Por. Thelma Mejía
Justo cuando analizábamos con unos amigos una publicación académica sobre el recién pasado proceso electoral, nos llegó la noticia del deceso de don Adán Palacios, un experto y viejo amigo a quien consultaba no solo de temas electorales y de País, también de la vida y sus caminos cruzados, así como el valor de la amistad, la gratitud y la solidaridad.
Le conocí como una periodista principiante a quien la vida le ha enseñado que el periodismo es aprender y aprender. Siempre fue atento, receptivo y anuente a compartir sus conocimientos, pero fue hace más de una década que le traté desde una faceta distinta: la del amigo y consejero.
Su actual compañera de vida, Bertha Oliva, una amiga muy querida para mí, me llevó a conocerle en esa otra faceta. Muchas veces en esa defensa de la vida y el activismo de los derechos humanos, recorrimos en su carro a altas horas de la noche las oscuras calles de Tegucigalpa y Comayagüela.

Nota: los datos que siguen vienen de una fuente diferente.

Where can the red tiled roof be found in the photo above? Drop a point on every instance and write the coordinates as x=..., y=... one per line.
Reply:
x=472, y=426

La casa de ambos fue una extensión de nuestra casa cuando nos venía la nostalgia o necesitábamos un consejo oportuno. Respetuoso de los espacios cuando los amigos de Bertha llegábamos a su casa, él nos proveía la comida china y luego se iba a disfrutar de lo que tanto amaba: sus hijos Tomás y Marcela, así como sus nietos. Era un alcahuete.
Bertha le escondía los chicharrones que compraba en la carretera de Comayagua, cuando venía de cuidar sus mangos, como decía. Renegaba porque no le dejaban comer un chicharrón y aunque acogía las reglas, de vez en cuando las burlaba cuando avistaba un descuido. Parecía un niño que robaba un dulce a la vida.
Con su modo, su paciencia y su comprensión, don Adán logró ser el compañero ideal en la vida de Bertha porque no solo le respetó su espacio y sus posiciones, aunque a veces no las compartiera. Supo estar aunque no pareciera y ofrecer su hombro antes de que ella se lo pidiera. La conoció tan bien que eso hizo que su unión perdurara en el tiempo.
Por eso Bertha estaba devastada y su familia también. Se había ido un hombre bueno, noble y solidario a morir. No fue extraño ver todo tipo de gente en su velatorio, todos le sentían y le valoraban.
Don Adán se fue justo cuando se aprestaba a dar nuevas ideas que permitieran entender el complejo panorama político y electoral hondureño, era un amante de la democracia y cuando no compartía algunas visiones de la prensa o los periodistas que él admiraba, me llamaba para quejarse o desahogarse. “Hay que trabajar más en la formación de la prensa”, me insistía.
Últimamente andaba muy preocupado por el deterioro de la democracia y el financiamiento de las campañas políticas. Le preocupaba en demasía la penetración del crimen organizado en la política, porque él era un político puro, de esos viejos robles que no aceptaban carcoma. Era de esa gente de honor y de palabra, en un país donde no todo el mundo aprecia esas dos expresiones en su justa dimensión y lo que ello encierra.
De ahí que no fuera extraño que dos viejos luchadores de los derechos humanos como el doctor Ramón Custodio y Bertha Oliva, hicieran a un lado sus visiones, para compartir ese momento de dolor, dando así una lección de respeto y de convivencia, en medio de las divergencias. No dudo que el espíritu de don Adán y de doña Nena alentó ese momento.
La familia de don Adán, la primera, y la actual, debe estar orgullosa del ser que la vida les permitió compartir en su momento, llenar los vacíos con los bellos recuerdos y recoger su legado de humildad, sencillez y solidaridad para honrar su memoria en el tiempo.
A Marcela, mi niña hecha una bella mujercita y a Tomás, el joven que maduró de golpe, abrazar el recuerdo de su padre con el cariño infinito que les dio, y a Bertha, mi querida y respetada amiga, sacar el roble que él forjó en ella porque el amor es así, eterno y profundo. Así fue don Adán, un hombre profundamente noble a quien esta periodista extrañará para aprender de su sabiduría y experiencias de vida. Que Dios esté con él y los suyos.